Supreme Court nominee Judge Brett Kavanaugh has received, and will continue to receive, an enormous amount of scrutiny concerning his judicial record in anticipation of his upcoming Senate confirmation vote. And so he should; our republic is strengthened by the critical examination of powerful figures, regardless of who they are. But in at least one area of the law, observers should give Judge Kavanaugh credit where it is due: he is absolutely right about the relationship between net neutrality regulations and the First Amendment. His 2017 opinion on the matter highlighted why net neutrality regulation is ill-suited for American law.
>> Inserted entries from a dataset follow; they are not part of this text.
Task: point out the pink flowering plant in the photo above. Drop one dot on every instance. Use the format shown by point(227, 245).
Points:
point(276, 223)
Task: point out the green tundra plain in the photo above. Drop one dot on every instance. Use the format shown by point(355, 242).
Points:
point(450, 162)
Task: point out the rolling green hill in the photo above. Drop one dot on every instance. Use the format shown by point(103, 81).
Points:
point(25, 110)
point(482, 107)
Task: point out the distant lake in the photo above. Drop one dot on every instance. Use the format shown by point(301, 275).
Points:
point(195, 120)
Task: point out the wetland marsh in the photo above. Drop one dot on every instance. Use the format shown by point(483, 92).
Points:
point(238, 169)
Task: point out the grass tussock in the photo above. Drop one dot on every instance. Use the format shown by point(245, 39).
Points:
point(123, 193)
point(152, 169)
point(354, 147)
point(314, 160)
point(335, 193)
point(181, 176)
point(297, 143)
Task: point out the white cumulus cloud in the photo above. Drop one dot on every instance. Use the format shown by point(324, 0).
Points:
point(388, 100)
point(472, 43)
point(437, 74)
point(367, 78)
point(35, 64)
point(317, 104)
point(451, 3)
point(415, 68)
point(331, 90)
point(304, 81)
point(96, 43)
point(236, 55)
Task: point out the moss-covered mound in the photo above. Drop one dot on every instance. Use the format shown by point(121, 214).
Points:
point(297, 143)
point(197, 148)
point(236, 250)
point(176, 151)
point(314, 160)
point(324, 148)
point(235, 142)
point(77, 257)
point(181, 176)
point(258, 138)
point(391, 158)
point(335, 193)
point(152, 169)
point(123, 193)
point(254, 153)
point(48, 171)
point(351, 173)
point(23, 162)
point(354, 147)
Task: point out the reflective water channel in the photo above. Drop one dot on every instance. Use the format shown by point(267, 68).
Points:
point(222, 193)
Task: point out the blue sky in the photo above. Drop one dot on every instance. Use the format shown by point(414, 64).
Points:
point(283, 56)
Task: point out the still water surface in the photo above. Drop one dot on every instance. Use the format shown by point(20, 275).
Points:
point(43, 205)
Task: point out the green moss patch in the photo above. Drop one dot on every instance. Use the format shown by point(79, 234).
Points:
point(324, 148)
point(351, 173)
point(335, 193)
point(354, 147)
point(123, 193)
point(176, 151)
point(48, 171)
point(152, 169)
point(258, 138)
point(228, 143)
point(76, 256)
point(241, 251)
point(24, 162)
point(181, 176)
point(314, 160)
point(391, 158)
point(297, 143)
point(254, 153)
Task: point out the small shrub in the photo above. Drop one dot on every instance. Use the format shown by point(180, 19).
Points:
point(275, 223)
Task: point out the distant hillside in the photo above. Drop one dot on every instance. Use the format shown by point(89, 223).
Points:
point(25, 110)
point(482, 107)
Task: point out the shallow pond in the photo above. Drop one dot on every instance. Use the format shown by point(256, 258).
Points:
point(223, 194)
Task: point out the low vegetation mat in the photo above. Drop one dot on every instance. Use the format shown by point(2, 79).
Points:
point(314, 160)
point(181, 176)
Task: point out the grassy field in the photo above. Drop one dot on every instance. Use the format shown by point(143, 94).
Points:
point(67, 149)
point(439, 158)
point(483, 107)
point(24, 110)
The First Amendment protects the editorial discretion of anyone who curates and distributes speech, including Internet Service Providers (ISPs). ISP operators choose to filter out suspicious websites, spam, illegal content, and at times, offensive and adult content. By doing so, they are engaging in what is called “substantive editing”—a practice protected by the First Amendment. Furthermore, even the ISP operators who currently do not engage in substantive editing do not lose their First Amendment right to do so at a later time.
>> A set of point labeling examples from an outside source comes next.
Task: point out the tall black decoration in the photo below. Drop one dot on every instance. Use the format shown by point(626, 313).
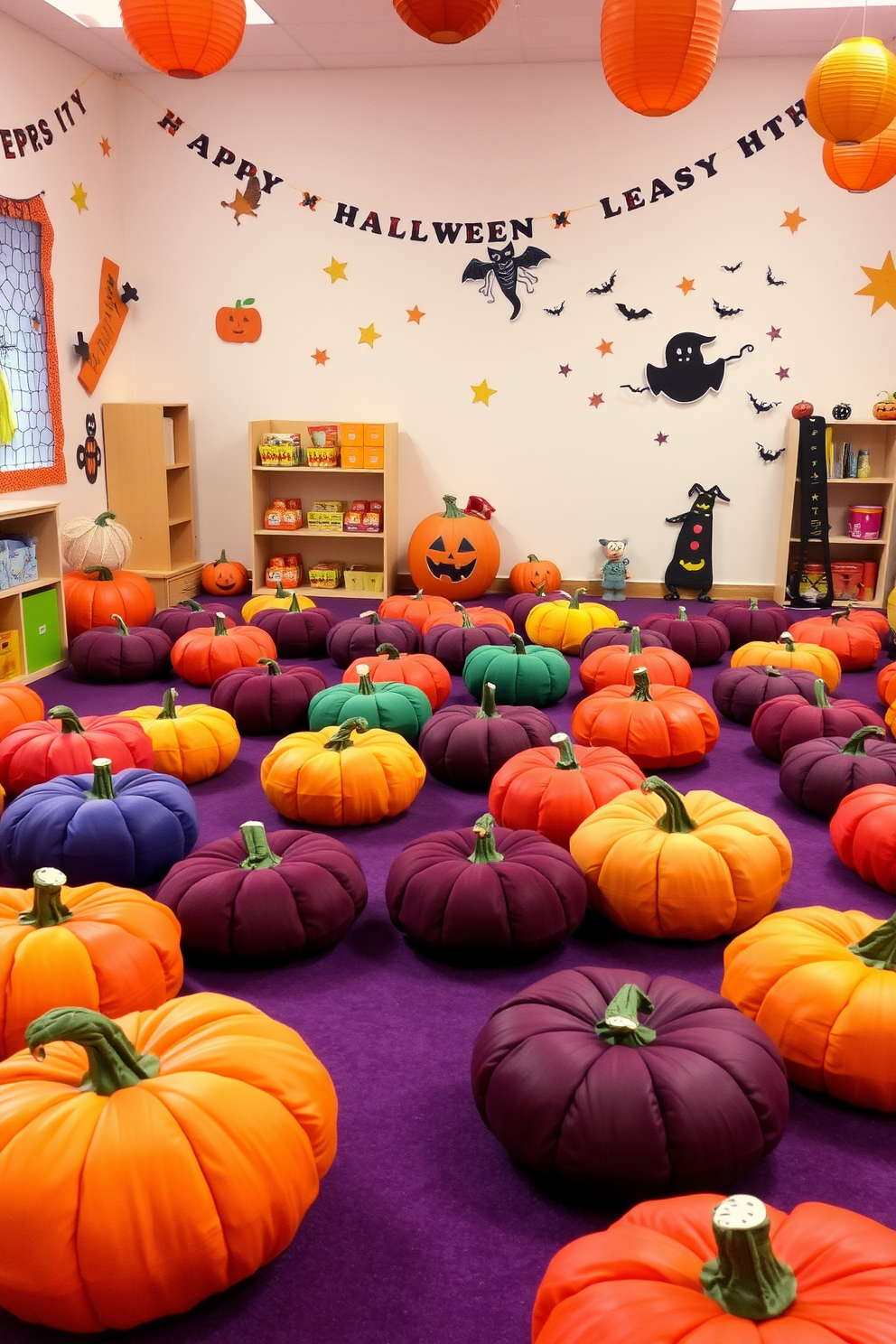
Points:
point(691, 566)
point(812, 473)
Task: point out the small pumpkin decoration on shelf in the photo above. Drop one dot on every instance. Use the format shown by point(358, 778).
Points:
point(256, 898)
point(786, 653)
point(818, 774)
point(453, 554)
point(201, 656)
point(120, 653)
point(554, 789)
point(419, 669)
point(185, 1160)
point(615, 664)
point(193, 742)
point(98, 944)
point(694, 866)
point(267, 698)
point(96, 540)
point(821, 984)
point(563, 624)
point(223, 577)
point(520, 675)
point(658, 726)
point(480, 890)
point(628, 1084)
point(66, 745)
point(94, 594)
point(700, 640)
point(345, 776)
point(465, 745)
point(712, 1264)
point(126, 828)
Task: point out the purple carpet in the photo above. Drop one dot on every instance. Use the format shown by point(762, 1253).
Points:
point(424, 1231)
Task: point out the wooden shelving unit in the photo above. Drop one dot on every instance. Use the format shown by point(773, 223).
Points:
point(377, 550)
point(154, 499)
point(36, 609)
point(879, 437)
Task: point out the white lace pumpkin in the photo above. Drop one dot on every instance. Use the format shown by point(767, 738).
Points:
point(96, 540)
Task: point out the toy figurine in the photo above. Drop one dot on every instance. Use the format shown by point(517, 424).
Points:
point(614, 572)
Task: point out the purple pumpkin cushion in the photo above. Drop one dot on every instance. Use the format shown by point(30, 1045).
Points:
point(696, 1096)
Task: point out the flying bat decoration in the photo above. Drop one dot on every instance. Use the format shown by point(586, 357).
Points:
point(508, 269)
point(686, 378)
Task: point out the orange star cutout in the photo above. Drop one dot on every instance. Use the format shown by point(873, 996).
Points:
point(882, 284)
point(793, 219)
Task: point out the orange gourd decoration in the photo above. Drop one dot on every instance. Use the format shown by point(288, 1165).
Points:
point(185, 39)
point(669, 866)
point(446, 22)
point(786, 653)
point(822, 984)
point(658, 726)
point(703, 1269)
point(342, 776)
point(453, 554)
point(532, 574)
point(96, 594)
point(851, 94)
point(615, 664)
point(658, 54)
point(201, 656)
point(183, 1148)
point(96, 947)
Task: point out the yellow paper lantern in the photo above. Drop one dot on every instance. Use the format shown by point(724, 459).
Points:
point(851, 96)
point(187, 39)
point(658, 54)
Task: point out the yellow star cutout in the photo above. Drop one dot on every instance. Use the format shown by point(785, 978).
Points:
point(882, 284)
point(336, 270)
point(482, 393)
point(793, 219)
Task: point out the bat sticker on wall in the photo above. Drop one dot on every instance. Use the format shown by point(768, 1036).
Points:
point(686, 378)
point(508, 269)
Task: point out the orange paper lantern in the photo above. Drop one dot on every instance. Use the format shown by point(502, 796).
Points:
point(863, 167)
point(658, 54)
point(184, 38)
point(446, 22)
point(851, 94)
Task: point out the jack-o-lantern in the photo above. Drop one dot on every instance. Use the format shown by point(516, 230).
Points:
point(239, 324)
point(453, 554)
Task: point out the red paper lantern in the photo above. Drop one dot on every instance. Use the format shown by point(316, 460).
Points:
point(184, 38)
point(446, 22)
point(658, 54)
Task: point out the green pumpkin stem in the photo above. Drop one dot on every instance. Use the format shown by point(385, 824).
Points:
point(258, 853)
point(675, 818)
point(112, 1060)
point(620, 1024)
point(484, 832)
point(747, 1278)
point(47, 908)
point(342, 735)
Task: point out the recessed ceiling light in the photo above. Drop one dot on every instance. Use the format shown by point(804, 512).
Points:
point(104, 14)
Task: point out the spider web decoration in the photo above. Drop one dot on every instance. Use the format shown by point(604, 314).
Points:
point(28, 347)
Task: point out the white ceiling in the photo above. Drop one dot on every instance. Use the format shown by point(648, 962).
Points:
point(353, 33)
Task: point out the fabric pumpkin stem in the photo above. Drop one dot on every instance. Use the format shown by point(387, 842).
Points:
point(747, 1278)
point(112, 1060)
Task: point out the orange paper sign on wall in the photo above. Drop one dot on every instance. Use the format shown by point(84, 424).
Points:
point(112, 319)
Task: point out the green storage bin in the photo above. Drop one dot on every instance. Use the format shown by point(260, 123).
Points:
point(43, 641)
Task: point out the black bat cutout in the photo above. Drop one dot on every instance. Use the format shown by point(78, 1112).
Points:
point(504, 266)
point(603, 289)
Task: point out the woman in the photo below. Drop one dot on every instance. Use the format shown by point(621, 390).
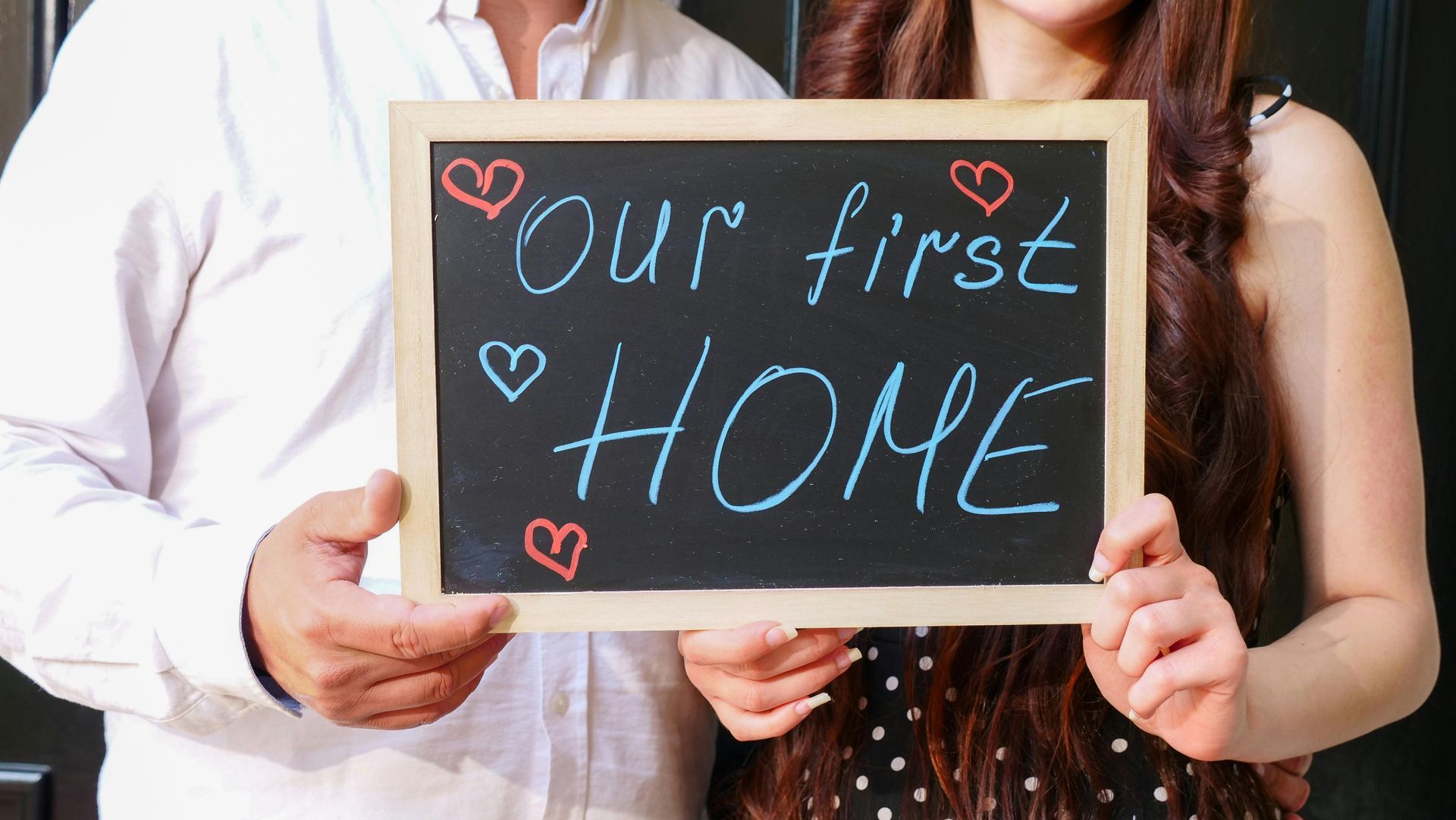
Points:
point(1279, 360)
This right is not merely protected by the First Amendment; ISP content filtering is expressly encouraged in current federal law. Section 230 of the Communications Decency Act allows ISPs to restrict access to material that the ISP operator "considers to be obscene, lewd, lascivious, filthy, excessively violent, harassing, or otherwise objectionable." By doing so, Congress recognized that ISPs have an editorial right to curate the content that they offer to customers.

Net neutrality laws purport to take away this discretion and regulate what ISPs may block or filter. They do so based on the claim that ISPs are “common carriers” and thus subject to government approval as to how internet is provided to subscribers. This ignores the many differences between ISPs and common carriers. More fundamentally, however, net neutrality regulations cannot take away First Amendment rights merely by labelling an entity a “common carrier.” Such rights do not depend on regulatory classification.
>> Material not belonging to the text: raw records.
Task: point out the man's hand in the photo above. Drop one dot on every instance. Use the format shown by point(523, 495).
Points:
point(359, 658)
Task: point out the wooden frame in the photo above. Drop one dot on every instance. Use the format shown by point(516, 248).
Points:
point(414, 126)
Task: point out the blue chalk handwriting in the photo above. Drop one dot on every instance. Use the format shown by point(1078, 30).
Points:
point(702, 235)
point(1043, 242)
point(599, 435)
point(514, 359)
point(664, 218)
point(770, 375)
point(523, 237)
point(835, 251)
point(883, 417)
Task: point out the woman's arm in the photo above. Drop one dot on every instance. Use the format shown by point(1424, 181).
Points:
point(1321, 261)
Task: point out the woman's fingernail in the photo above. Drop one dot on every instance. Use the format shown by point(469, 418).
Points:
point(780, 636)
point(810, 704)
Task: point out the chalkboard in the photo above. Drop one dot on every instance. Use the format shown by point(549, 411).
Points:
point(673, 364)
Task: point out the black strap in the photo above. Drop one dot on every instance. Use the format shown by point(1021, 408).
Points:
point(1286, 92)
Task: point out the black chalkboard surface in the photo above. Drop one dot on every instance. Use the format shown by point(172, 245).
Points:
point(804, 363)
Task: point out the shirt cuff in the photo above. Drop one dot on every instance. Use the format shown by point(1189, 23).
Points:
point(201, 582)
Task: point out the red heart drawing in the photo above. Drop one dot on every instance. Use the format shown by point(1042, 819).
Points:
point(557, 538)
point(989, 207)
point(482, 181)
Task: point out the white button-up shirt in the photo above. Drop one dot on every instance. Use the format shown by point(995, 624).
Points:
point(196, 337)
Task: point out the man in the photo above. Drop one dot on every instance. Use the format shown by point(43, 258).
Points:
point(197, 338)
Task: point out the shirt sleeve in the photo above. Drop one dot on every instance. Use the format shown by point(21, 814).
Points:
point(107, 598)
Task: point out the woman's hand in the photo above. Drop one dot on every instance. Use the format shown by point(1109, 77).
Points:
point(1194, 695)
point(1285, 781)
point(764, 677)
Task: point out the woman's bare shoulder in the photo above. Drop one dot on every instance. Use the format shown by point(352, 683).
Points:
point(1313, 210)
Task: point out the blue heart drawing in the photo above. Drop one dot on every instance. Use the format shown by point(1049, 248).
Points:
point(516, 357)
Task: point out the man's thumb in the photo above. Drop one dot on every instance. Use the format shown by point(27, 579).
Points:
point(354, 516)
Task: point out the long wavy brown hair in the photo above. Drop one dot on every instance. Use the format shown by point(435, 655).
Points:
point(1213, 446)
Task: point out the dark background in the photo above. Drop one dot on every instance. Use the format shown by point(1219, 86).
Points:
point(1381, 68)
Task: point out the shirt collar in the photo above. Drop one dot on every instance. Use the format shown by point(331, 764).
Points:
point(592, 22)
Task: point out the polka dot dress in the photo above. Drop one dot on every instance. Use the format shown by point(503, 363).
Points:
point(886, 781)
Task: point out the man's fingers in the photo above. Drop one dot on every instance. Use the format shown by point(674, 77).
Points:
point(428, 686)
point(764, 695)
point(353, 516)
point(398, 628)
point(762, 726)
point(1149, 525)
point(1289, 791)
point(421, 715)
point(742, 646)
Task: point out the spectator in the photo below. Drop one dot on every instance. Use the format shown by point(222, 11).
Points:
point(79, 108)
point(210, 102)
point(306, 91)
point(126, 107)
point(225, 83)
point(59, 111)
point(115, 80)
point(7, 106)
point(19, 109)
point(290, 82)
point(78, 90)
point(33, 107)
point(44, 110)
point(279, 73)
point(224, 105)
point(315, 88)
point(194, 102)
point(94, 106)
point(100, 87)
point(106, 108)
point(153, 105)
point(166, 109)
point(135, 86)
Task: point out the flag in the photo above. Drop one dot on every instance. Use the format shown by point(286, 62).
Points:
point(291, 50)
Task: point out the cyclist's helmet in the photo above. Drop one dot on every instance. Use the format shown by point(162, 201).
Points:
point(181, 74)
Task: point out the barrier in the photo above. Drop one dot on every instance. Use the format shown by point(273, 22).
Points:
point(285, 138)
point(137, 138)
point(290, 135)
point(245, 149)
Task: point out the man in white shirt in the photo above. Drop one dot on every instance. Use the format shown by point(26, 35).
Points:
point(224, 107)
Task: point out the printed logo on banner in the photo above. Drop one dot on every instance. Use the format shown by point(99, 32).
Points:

Judge Kavanaugh highlighted this constitutional principle in a dissent from his Court’s 2017 decision not to rehear United States Telecom Ass'n v. FCC, a lawsuit about whether the 2015 net neutrality regulations were legal. He wrote that “under the Supreme Court’s precedents applying the First Amendment, the net neutrality rule violates the First Amendment.” His dissent did not attract a majority to rehear the case, but it did compel the two judges who first upheld the 2015 rules to explain why they believed the rules were constitutional. These statements revealed how limited the Internet regulations are. In fact, those judges agreed with Kavanaugh’s point and wrote that “an ISP remains ‘free to offer ‘edited’ services’ without becoming subject to the” 2015 regulations. In other words the 2015 net neutrality rules are, as one net neutrality supporter put it, “essentially voluntary.”

This issue will stay relevant long after the FCC’s decision to reverse the Obama-era net neutrality rules. The many pending state net neutrality bills show that the repeal of federal regulations does not mean that the First Amendment freedoms of ISPs are now safe. Senators will likely press Kavanaugh on this opinion during his confirmation. Regulation activists dislike his net neutrality legal reasoning because it would limit government power, but his First Amendment views protect free speech interests and are, fortunately, orthodox among judges.